Am letzten Tag des GdP-Kongresses war Bundespräsident Christian Wulff zu Gast. Er sagte, er verurteile scharf eine allgemeine Haltung, nach der Beamte heutzutage nun mal gefährlicher lebten als früher. Die Gesellschaft müsse ein Signal setzen, dass sie ihre Polizei "schätzt, würdigt und unterstützt".

Die GdP erläuterte, wie sie sich das konkret vorstellt. Ihr neuer Vorsitzender Bernhard Witthaut bekräftigte die Forderung, Angriffe auf Polizisten unter Strafe zu stellen. Wer einen Amtsträger angreife, solle zu einer Freiheitsstrafe zwischen drei Monaten und zehn Jahren verurteilt werden. Zwar zeichnet sich derzeit ab, dass ein bestehender Paragraph verschärft werden soll, nämlich der, der den "Widerstand gegen Vollstreckungsbeamte" unter Strafe stellt. Dies kann künftig bis zu drei Jahre Freiheitsentzug nach sich ziehen; bisher waren es zwei.

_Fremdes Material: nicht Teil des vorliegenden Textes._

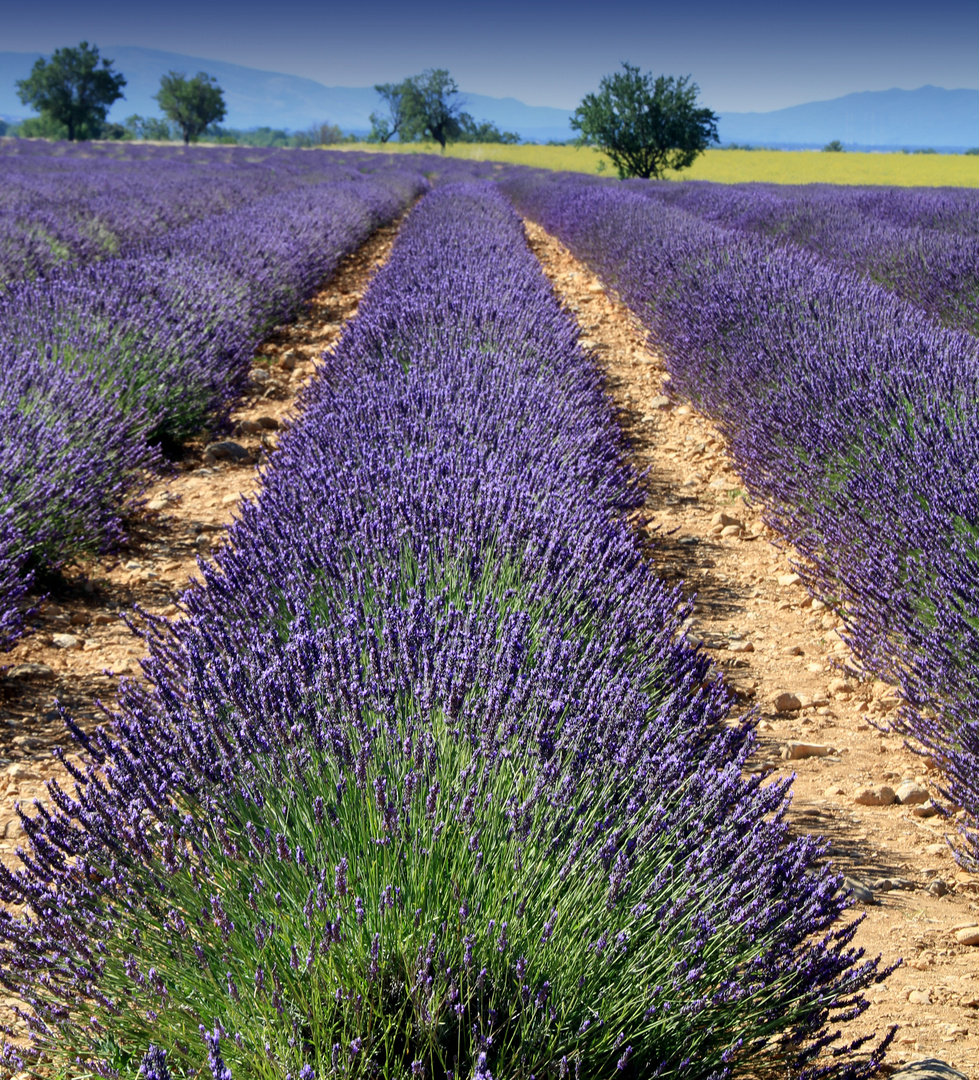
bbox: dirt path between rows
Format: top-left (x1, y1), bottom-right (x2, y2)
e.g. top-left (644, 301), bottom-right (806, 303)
top-left (522, 219), bottom-right (979, 1075)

Aber der GdP geht das nicht weit genug. Sie bemängelt, dass die Strafbarkeit einer Widerstandshandlung hier davon abhängig ist, dass es zuvor zum Beispiel eine Festnahme gegeben hat. Sie will hingegen auch unvermittelte Angriffe aus dem Nichts bestraft sehen. Hamburgs Innensenator Heino Vahldieck (CDU) gab der Forderung wenig Chancen. Es sei schon schwierig genug gewesen, den Widerstandsparagraphen zu verschärfen, sagte er; eine Anspielung darauf, dass die FDP dies zwar mitträgt, eigentlich aber für überflüssig hält.